Osservando ciò che è velato.
Nel 1972 un gruppo di scienziati, imprenditori, studiosi, conosciuto con il nome di Club di Roma pubblicava un rapporto dal titolo emblematico, destinato a divenire una sorta di Bibbia laica nel corso dei decenni successivi.
Il libro in questione si intitolava "I limiti dello sviluppo", e in esso veniva espressa somma preoccupazione per l'uso che l'umanità stava facendo delle risorse del pianeta.
Il rapporto prevedeva scenari apocalittici, e gli studiosi preoccupati cercavano di esporre le loro soluzioni per evitare il collasso del pianeta Terra.
E qui già emergeva una questione interessante: non era la sorte del genere umano a preoccupare gli studiosi, ma quella del pianeta.
Infatti, la soluzione che emerge tra le righe del rapporto non punta verso un rapporto più ragionato dell'uomo nei confronti della terra che lo accoglie e lo sostiene, ma indica quale soluzione la riduzione drastica del genere umano.
Aurelio Peccei, fondatore del club,espresse chiaramente questo concetto:
“Cercando un nuovo nemico contro cui unirci, pensammo che l’inquinamento, la minaccia dell’effetto serra, della scarsità d’acqua, delle carestie potessero bastare ...
Ma nel definirli i nostri nemici cademmo nella trappola di scambiare i sintomi per il male.
Sono tutti pericoli causati dall’intervento umano ...
Il vero nemico, allora, è l’umanità stessa”.
Il vero nemico di questi luminari è l'umanità stessa.
Io che scrivo, voi che leggete, per essere ancora più chiari.
Il Club di Roma fu un gruppo di lavoro sostenuto dai capitali dell'alta finanza e legato a doppio filo con strutture militari quali la Nato.
Peccei fu per trenta anni a capo del Consiglio Economico dell’Istituto Atlantico, una succursale civile della Nato, e fu a lungo tra i maggiori dirigenti della Fiat di Gianni Agnelli.

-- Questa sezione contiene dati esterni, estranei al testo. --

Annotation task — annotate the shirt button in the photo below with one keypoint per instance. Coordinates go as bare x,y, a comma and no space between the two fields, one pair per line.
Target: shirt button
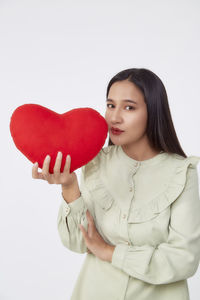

Secondo lo studioso dr. John Coleman:
“il Club di Roma è un gruppo di copertura, un matrimonio tra i grandi investitori anglo-americani e delle vecchie famiglie oligarchiche europee. La chiave per la riuscita del controllo globale sta nella capacità di provocare e quindi di gestire grandi crisi economiche”
Il Club di Roma viene finanziato dall’istituto German Marshall Fund, un nome alquanto neutro che non richiama oltremodo l’attenzione.
I suoi membri, tra i quali molti appartenenti anche alla NATO ed al Club di Roma, comprendono tra gli altri David Rockefeller, Gabriel Hague della compagnia Hanover Trust, Milton Cage presidente della Ford Foundation, il principe Filippo di Inghilterra, mr. B.R. Gifford, presidente dell’Istituto Russel Sage Foundation, Guido Goldman dell’Aspen Istitute.
Il German Marshall Fund finanziò per cinque anni anche la Nato.
L'aspetto interessante dell'operato del club di Roma consiste nel fatto che la sua propaganda è riuscita a fare breccia nelle menti delle persone informate e maggiormente sensibili alla sorte del nostro pianeta.
Vi sono infatti diversi tipi di propaganda.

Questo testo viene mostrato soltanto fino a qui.